This is part of a project to switch from SPSS to R. While there are good tools to import SPSS files into R (expss) what this question is part of is attempting to get the benefits of SPSS style labeling when data originates from CSV sources. This is to help bridge the staff training gap between SPSS and R by providing a common format for data.tables irrespective of file format origin.

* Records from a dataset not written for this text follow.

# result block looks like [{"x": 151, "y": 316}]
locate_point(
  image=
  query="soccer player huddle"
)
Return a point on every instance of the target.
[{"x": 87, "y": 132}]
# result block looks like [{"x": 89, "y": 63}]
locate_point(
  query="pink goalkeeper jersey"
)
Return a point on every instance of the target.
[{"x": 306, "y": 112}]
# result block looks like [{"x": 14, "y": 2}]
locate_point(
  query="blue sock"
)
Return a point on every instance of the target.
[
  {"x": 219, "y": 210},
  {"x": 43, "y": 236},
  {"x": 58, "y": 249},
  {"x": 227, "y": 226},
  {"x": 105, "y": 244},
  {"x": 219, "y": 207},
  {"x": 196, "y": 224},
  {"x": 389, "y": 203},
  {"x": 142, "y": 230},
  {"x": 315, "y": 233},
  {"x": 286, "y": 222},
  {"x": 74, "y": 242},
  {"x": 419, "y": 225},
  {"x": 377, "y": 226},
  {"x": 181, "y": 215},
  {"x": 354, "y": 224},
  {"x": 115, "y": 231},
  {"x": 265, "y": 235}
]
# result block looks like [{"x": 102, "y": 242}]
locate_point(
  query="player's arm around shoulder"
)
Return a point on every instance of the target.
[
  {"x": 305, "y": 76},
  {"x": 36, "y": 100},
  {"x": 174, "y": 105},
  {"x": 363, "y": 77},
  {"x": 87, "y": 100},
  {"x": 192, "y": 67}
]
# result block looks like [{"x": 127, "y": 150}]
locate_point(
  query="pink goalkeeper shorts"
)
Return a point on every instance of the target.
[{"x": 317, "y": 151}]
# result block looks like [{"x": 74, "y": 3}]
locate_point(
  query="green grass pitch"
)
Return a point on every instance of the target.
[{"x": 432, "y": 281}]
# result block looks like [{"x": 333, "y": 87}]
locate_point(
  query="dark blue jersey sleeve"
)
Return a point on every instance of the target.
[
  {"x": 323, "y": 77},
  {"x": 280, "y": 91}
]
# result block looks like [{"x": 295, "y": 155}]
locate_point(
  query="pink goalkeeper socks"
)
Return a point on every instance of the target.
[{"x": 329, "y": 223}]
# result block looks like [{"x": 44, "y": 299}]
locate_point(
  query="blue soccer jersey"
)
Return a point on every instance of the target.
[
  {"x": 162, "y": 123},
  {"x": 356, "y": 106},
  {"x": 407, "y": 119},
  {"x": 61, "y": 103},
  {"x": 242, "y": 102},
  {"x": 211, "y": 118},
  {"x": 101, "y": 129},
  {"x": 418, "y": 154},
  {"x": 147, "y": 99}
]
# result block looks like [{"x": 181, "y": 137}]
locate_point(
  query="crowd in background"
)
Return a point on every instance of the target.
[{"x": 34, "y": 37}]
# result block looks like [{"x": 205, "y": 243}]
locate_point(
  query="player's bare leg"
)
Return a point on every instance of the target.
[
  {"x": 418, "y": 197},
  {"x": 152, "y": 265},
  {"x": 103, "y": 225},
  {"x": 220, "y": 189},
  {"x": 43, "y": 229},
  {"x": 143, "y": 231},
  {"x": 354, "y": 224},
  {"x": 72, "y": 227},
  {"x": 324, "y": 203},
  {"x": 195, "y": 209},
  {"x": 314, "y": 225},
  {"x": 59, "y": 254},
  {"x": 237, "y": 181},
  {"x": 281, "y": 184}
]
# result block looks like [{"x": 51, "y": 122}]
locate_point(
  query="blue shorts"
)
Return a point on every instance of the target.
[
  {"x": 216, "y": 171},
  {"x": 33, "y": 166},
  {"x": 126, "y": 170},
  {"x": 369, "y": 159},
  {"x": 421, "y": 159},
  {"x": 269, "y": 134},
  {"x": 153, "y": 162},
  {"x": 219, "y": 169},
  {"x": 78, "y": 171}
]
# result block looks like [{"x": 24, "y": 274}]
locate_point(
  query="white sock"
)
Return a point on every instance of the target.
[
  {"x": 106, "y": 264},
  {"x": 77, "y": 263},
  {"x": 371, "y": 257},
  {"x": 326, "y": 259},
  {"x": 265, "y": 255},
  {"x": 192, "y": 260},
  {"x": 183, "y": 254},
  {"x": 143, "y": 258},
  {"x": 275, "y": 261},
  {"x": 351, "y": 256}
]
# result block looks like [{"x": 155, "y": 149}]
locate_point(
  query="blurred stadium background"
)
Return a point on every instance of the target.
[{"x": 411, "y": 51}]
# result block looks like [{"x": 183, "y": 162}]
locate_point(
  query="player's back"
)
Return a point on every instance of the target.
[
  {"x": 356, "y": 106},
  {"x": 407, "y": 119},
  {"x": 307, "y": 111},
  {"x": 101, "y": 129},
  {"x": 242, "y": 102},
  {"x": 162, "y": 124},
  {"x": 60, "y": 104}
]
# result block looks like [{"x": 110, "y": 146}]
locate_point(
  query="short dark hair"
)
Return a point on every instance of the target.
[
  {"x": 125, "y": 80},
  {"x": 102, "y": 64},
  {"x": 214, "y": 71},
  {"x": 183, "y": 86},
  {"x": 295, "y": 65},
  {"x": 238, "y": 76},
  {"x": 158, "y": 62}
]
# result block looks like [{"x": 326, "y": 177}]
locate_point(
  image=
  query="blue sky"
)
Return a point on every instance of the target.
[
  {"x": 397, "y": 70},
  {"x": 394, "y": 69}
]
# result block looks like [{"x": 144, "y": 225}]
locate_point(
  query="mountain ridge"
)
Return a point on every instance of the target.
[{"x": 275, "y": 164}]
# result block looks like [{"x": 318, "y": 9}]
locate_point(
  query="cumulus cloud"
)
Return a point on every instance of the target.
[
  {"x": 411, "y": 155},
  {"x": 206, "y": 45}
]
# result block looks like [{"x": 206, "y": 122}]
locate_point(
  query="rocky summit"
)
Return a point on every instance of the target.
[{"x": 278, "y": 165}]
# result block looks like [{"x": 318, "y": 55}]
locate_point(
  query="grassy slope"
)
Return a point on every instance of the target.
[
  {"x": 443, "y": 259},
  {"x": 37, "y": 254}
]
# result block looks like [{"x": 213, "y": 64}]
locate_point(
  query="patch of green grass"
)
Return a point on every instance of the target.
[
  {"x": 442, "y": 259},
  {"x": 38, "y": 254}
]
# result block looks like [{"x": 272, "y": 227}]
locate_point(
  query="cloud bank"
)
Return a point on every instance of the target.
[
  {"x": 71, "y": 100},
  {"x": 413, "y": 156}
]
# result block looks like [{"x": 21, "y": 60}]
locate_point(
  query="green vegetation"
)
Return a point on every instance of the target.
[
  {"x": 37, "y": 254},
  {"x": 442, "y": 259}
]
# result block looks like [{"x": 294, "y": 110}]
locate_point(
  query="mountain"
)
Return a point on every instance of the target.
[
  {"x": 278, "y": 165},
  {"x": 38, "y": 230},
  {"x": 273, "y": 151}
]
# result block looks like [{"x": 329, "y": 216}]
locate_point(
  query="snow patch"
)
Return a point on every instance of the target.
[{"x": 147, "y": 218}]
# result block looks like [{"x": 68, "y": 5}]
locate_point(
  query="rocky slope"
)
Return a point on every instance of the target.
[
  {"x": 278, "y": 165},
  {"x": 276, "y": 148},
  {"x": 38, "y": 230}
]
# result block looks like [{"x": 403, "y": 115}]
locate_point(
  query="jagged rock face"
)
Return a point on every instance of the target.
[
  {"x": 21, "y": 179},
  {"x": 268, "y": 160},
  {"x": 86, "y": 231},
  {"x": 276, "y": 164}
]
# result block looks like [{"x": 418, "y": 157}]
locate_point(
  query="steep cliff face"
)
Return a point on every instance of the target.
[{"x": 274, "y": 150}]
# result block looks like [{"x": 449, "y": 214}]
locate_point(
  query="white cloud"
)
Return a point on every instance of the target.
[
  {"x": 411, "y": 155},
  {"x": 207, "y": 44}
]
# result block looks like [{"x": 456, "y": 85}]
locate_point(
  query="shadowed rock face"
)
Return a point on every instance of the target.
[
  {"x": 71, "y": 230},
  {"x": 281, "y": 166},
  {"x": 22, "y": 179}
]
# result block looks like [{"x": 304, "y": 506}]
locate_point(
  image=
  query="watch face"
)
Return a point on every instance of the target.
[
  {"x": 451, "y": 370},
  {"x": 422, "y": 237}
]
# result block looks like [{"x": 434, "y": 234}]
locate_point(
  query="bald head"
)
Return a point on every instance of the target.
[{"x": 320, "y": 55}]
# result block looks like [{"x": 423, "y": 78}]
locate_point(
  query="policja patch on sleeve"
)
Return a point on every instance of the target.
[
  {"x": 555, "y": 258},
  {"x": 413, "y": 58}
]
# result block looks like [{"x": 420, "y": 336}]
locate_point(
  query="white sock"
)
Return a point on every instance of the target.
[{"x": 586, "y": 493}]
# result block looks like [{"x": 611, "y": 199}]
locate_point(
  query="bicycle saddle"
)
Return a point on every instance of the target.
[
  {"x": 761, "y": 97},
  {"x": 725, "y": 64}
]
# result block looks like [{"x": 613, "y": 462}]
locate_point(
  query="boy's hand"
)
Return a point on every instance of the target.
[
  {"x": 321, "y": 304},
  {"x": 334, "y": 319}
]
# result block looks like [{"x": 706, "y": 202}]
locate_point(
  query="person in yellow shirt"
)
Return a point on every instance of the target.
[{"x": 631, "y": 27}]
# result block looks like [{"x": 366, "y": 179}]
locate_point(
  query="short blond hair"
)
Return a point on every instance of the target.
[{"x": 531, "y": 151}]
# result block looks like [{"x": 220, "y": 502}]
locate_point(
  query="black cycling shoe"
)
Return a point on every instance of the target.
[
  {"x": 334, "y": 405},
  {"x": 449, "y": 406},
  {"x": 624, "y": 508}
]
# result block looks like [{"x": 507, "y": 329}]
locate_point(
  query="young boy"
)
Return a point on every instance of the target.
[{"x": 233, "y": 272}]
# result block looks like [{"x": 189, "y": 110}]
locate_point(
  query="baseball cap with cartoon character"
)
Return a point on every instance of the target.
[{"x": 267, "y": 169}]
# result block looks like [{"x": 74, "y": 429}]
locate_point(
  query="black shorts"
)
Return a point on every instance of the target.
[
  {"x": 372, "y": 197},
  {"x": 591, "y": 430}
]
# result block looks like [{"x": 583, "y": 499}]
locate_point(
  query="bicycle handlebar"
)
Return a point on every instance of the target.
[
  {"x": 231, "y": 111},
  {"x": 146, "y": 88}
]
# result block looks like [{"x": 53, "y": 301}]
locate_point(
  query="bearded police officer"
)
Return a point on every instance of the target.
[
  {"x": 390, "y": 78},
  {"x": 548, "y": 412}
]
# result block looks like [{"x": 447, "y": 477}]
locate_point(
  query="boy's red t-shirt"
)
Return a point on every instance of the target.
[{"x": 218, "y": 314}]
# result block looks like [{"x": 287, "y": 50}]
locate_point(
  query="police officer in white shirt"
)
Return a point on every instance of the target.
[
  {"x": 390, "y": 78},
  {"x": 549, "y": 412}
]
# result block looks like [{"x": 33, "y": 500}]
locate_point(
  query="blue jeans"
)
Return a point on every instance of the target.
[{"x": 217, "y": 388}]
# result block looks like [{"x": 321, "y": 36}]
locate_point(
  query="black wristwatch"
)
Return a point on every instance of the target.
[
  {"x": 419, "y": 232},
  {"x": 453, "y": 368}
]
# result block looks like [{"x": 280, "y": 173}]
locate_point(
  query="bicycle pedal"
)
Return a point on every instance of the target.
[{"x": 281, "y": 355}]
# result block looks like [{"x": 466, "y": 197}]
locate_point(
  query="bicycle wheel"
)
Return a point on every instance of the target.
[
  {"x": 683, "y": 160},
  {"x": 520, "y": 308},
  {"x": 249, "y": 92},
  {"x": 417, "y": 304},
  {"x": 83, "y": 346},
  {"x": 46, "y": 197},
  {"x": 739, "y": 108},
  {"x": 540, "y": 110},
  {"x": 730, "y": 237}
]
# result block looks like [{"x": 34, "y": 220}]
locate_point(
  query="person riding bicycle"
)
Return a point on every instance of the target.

Whilst CSV does a reasonable job of storing data it is hopeless for providing meaningful data. This inevitably means variable and factor levels and labels have to come from somewhere else. In most short examples of this (e.g. in documentation) it is practical to simply hard code the meta data in. But for larger projects it makes more sense to store this meta data in a second csv file.
Example data file
ID,varone,vartwo,varthree,varfour,varfive,varsix,varseven,vareight,varnine,varten
1,1,34,1,,1,,1,1,4,
2,1,21,0,1,,1,3,14,3,2
3,1,54,1,,,1,3,6,4,4
4,2,32,1,1,1,,3,7,4,
5,3,66,0,,,1,3,9,3,3
6,2,43,1,,1,,1,12,2,1
7,2,26,0,,,1,2,11,1,
8,3,,1,1,,,2,15,1,4
9,1,34,1,,1,,1,12,3,4
10,2,46,0,,,,3,13,2,
11,3,39,1,1,1,,3,7,1,2
12,1,28,0,,,1,1,6,5,1
13,2,64,0,,1,,2,11,,3
14,3,34,1,1,,,3,10,1,1
15,1,52,1,,1,1,1,8,6,
Example metadata file
Rowlabels,ID,varone,vartwo,varthree,varfour,varfive,varsix,varseven,vareight,varnine,varten
varlabel,,Question one,Question two,Question three,Question four,Question five,Question six,Question seven,Question eight,Question nine,Question ten
varrole,Unique,Attitude,Unique,Filter,Filter,Filter,Filter,Attitude,Filter,Attitude,Attitude
Missing,Error,Error,Ignored,Error,Unchecked,Unchecked,Unchecked,Error,Error,Error,Ignored
vallable,,One,,No,Checked,Checked,Checked,x,One,A,Support
vallable,,Two,,Yes,,,,y,Two,B,Neutral
vallable,,Three,,,,,,z,Three,C,Oppose
vallable,,,,,,,,,Four,D,Dont know
vallable,,,,,,,,,Five,E,
vallable,,,,,,,,,Six,F,
vallable,,,,,,,,,Seven,G,
vallable,,,,,,,,,Eight,,
vallable,,,,,,,,,Nine,,
vallable,,,,,,,,,Ten,,
vallable,,,,,,,,,Eleven,,
vallable,,,,,,,,,Twelve,,
vallable,,,,,,,,,Thirteen,,
vallable,,,,,,,,,Fourteen,,
vallable,,,,,,,,,Fifteen,,
SO the common elements are the column names which are the key to both files
The first column of the metadata file describes the role of the row for the data file
so
varlabel provides the variable label for each column
varrole describes the analytic purpose of the variable
missing describes how to treat missing data
varlabel describes the label for a factor level starting at one on up to as many labels as there are.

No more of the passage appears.